Bearing these principles in mind, we note the following:
(a) In his statement of 20 September 2021, Mr Testar said:[12]
[12] Appeal papers p 43.
“4 In or around 1982, I suffered an injury to my left knee. I made a workers compensation claim for the injury at the time.
5 In or around 2009, I suffered an injury to my left shoulder. The injury required an arthroscopic procedure which was conducted Dr Doran Sher at the time. I had a good outcome following surgery, and after some time of conservative treatment, I was able to achieve a good range of motion.
6 Both these matters had resolved by the stage of my current workers compensation, as I was able to work without any restriction at Cloud Nine.”
(b) The prior left shoulder injury was 10 years old and it does not appear that the applicant was suffering any residual symptoms as a result of the surgery he had with Dr Sher in 2009. There seems to be no reason to doubt Mr Testar’s evidence to that effect. The cause of his present impairment, Mr Testar said, was his need to favour the left shoulder because of the surgery on the right shoulder in 2019.
(c) The MA acknowledged that he had read Dr Bodel’s report by referring to his differing examination results. He had no obligation to discuss Dr Bodel’s s 323 opinion, and he clearly dismissed it as having any relevance to his deliberations. Both Dr Bodel and the MA considered the same cause, namely the injury of 2009. Dr Bodel gave his assessment, but the MA had a different opinion, and explained that Mr Testar had suffered subsequent accelerated degenerative change for which he assessed the 1/10th deduction.
(d) That finding was open to him, and was based on his assessment on 22 March 2022, the date of consultation. His path of reasoning was expressed clearly.
(e) There is some tension between the provisions in Chapter 1 of the Guides and those of s 323 of the 1987 Act, which is not relevant in the present case, but for which reason we rely on the terms of the statute. We would observe that the MA did not rely on the provisions of s 323(2) to deem the impairment to be 1/10th, but rather identified the actual cause of the impairment.
(f) The investigations support that view, in the opinion of the medical experts on the Panel. The MRI scan of 21 September 2020 showed minor degenerative changes in the acromioclavicular joint of such a nature that there was no reason to suspect any pre-existing impairment beyond the 1/10th found by the MA.
(g) Further, we note the absence of any fatty degeneration of the rotator cuff muscles, which is an objective confirmation that the 2009 surgery had been successful.
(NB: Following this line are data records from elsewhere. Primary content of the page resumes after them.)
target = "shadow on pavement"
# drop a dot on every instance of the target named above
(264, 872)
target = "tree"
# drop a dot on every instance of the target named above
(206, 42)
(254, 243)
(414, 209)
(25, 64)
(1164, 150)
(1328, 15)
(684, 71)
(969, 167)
It again confirmed Mr Testar’s evidence that he had made a full recovery.
The appellant’s submissions that the MA had failed to give any or proper consideration to the medical and lay evidence were self-evidently based on the proposition that if the MA did not mention a particular document, he must not have read it, or read it adequately. This submission may be rejected, as it is firstly based on speculation, and secondly, there is a presumption of regularity that attends administrative decisions, and the presumption applies to an Approved Medical Specialist.[13] It follows that it may be accepted that the MA read and considered the material that was referred to him.
[13] Jones v The Registrar Workers Compensation Commission [2010] NSWSC 481 per James J at [36] and [80].
For these reasons, the Appeal Panel has determined that the MAC issued on 22 March 2022 should be confirmed.